Interview: Local political groups break down Trump’s visit to Georgia, Senate runoffs

Morning

SACRAMENTO, Calif. (KTXL) — A month and two days after Election Day 2020, President Trump took his message of a rigged vote down to Georgia.

His trip was supposed to be all about getting two Republican U.S. senators in run-offs re-elected. The two seats could determine control of the Senate chamber.  

Some of the president’s surrogates having spent the last few weeks telling Georgians not to vote because the system is full of fraud.

And the president used some of his time on the ground to talk about the race he hasn’t conceded

So, did his latest trip to Georgia help or hurt the Senate candidates?

“We’ll see what happens,” Republican consultant Tim Rosales told FOX40. “But I don’t think that focusing on what happened in November, and the results of November and that backward-looking view is particularly helpful for the two Republicans running for Senate.”

“He (Trump) didn’t talk about them. He talked about them for the first part of the thing, but then he got into the grievance and the whining,” Democratic political analyst Ed Emerson said. “Senate races are won on the ground; you can do as much TV as you want … but it’s going to depend on who can get their voters out.”

“While there is some benefit to having the president coming in on your behalf, I think it’s a wash with Donald Trump,” Emerson concluded.

With 28 days until the run-off, there were debates over the weekend with candidates Republican Sen. Kelly Loeffler and Democratic challenger Rev. Raphael Warnock. There was also a Sunday debate between incumbent Sen. David Perdue, who did not attend, and Democratic challenger Jon Ossoff.

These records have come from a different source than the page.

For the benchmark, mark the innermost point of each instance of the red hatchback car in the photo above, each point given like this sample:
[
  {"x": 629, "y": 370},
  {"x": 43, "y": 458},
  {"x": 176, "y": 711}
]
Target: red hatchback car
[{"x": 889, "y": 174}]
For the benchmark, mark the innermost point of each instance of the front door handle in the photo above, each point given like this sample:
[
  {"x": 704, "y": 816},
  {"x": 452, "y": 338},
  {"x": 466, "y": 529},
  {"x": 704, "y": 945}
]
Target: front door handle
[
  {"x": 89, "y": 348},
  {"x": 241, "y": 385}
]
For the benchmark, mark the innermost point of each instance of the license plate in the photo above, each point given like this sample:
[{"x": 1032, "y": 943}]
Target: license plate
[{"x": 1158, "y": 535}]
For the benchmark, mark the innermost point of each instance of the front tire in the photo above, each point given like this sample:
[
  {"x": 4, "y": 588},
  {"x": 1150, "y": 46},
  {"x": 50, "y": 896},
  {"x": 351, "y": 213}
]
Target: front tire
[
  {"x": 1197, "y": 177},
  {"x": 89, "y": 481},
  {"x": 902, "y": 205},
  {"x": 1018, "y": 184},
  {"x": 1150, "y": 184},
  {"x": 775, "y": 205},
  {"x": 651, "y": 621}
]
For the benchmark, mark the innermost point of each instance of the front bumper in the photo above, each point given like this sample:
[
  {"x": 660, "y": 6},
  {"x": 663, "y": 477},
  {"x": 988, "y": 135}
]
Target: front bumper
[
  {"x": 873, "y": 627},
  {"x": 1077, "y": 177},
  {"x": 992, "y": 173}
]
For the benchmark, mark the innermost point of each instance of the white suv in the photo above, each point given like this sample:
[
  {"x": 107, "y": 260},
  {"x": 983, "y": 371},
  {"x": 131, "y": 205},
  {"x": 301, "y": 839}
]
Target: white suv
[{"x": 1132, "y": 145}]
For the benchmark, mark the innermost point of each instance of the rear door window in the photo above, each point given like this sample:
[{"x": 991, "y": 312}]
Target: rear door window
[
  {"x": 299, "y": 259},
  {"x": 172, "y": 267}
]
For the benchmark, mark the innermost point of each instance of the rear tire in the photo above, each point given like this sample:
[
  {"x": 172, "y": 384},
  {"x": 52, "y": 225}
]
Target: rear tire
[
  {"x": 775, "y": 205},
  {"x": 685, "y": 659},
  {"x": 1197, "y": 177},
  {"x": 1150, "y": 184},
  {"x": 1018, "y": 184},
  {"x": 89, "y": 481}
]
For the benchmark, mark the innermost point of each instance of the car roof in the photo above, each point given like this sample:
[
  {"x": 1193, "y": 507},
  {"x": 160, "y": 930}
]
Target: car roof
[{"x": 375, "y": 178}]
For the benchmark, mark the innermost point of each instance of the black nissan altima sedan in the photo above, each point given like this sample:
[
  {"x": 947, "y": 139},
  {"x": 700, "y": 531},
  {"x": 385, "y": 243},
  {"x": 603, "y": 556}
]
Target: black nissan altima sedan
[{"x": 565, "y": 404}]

“Loeffler, I think, hit a home run by getting Warnock to admit that and not answer whether or not he supports socialism or Marxism,” Rosales said. “I think that was a real faux pas on his part.”

“On the other side,” he added, “Purdue made an error in not debating.”

Emerson stated Loeffler needs to “get out and meet voters” in the upcoming weeks, and Democrats need to do the same.

“Democrats need to be optimistic of what happened in the presidential (election), and need to get on the ground,” Emerson said. “Stop doing radio interviews, stop doing TV interviews, get out there on the ground and talk to individual voters and drive turnout.”